I feel a dashed/dotted line would be more appropriate for the timeout. Also, I thought we wanted the little drop-down arrow beside the icon for getting more information, didn’t we?

indualagarsamy commented 10 years ago

agree with @udidahan on the dotted line for the timeout. On second thoughts about the little drop down arrow, can you not hover/click the timeout icon itself to get the same information? What's the little drop down going to add?

sergioc commented 10 years ago

Updated: https://www.dropbox.com/sh/389j0jbfswxt6y7/OEdP8_nESq

The arrow will indicate there's a menu accessible via the icon.

@udidahan AFAIK the timeout is a sort of command. With the dashed line it'll blur the meaning of the dashed line for events. Shouldn't we keep the line solid?

udidahan commented 10 years ago

A timeout could (kind of, but it’s something of a stretch) be thought of as a command to yourself.

The thing about the dashed line is that it indicates that there is a disconnect in time from one bit of processing to another, while a contiguous line gives the incorrect impression that something is happening all the way through IMO.

sergioc commented 10 years ago

Then perhaps a thin line:

serviceinsight sequence diagram5_01 sequence diagram normal

The fact that the line "bends" may already be enough to indicate that there's a disconnect in time or... bend.

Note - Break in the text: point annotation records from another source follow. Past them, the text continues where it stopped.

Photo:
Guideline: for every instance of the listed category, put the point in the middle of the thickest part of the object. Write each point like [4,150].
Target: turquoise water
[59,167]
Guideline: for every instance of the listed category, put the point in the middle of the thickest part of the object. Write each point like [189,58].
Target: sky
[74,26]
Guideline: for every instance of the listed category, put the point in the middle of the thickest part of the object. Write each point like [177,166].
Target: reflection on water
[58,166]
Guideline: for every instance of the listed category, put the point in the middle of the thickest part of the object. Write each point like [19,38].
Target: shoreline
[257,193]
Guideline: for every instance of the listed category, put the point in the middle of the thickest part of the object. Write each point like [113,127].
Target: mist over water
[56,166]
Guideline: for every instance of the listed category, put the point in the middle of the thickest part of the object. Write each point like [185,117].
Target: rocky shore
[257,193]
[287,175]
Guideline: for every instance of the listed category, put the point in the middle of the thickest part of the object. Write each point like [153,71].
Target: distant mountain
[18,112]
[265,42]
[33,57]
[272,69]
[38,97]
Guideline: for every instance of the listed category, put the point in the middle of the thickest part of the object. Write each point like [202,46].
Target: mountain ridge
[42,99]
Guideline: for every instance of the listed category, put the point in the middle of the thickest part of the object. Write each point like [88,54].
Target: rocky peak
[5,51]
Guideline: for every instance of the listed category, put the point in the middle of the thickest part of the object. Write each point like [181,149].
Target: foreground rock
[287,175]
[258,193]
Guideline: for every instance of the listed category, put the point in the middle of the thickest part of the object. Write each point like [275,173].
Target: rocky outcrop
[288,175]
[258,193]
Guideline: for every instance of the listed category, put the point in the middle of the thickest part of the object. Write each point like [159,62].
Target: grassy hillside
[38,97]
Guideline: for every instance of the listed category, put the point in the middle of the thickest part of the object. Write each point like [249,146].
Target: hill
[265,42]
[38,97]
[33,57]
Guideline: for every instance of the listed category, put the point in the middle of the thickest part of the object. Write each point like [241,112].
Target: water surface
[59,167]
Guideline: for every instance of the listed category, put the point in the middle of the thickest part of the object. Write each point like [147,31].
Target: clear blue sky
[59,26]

indualagarsamy commented 10 years ago

@sergioc - thanks, I get it. @udidahan - I think the solid line (in sequence diagrams, signifies synchronous actions). Even commands in our world is asynchronous. Should we even use a solid line for commands? Isn't that confusing? I think we do have a differentiation for commands vs events with our icon. Isn't that sufficient?

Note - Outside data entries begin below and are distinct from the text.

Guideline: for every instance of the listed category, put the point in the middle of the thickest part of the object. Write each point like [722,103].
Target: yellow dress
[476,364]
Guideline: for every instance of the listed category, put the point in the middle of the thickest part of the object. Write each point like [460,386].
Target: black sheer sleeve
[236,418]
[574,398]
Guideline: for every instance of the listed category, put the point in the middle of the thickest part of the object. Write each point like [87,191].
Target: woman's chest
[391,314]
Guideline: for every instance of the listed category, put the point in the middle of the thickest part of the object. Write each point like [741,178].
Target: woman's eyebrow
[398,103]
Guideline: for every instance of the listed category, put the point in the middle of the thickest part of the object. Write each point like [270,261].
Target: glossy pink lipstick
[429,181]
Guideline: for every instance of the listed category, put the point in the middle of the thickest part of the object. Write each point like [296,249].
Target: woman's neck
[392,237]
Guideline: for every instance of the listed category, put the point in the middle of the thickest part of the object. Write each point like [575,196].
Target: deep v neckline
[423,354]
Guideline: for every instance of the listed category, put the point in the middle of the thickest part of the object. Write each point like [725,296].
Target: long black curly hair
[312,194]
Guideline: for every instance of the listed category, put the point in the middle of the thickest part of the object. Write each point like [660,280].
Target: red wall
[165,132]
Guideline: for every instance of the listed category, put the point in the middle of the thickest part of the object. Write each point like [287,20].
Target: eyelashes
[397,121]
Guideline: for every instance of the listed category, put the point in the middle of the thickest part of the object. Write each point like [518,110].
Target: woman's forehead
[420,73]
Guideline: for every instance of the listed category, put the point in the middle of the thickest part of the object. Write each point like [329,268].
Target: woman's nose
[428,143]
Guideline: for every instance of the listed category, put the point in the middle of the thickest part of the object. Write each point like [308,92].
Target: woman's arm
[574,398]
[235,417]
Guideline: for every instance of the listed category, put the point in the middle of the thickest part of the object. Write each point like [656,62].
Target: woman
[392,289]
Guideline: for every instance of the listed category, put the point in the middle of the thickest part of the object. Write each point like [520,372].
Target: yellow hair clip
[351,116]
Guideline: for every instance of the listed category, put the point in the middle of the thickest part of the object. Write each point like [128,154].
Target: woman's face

udidahan commented 10 years ago

@indualagarsamy forget about UML - the way it an async call is shown is with a "hollow arrow". I think in an earlier version of UML it was done with a "half arrow". I never really cared for either of them.

dannycohen commented 10 years ago

@udidahan / @indualagarsamy - Lets start implementing on https://github.com/Particular/ServiceInsight/issues/220#issuecomment-34810180 and iterate on the implementation.

Changing the lines is a significant decision in the sense that it needs to be done on SM as well (and message flow, and potentially Saga View as well), so whatever you decide - consider the cost.

My 2c: UML intricacies are not something we should consider as canonical gospel we must bow to. The visual language of UML is old and far from intuitive or self-explanatory. See example on async calls below:

image

indualagarsamy commented 10 years ago

Sorry about the confusion. Yeah, i agree. My original thinking was incorrect.

udidahan commented 10 years ago

I still like the dashed line more than the solid one - time in the world of programming is most closely related to an event.

indualagarsamy commented 10 years ago

Yes. The dashed line indicates a gap in time. and IMO indicates the passage of time much better than a solid line.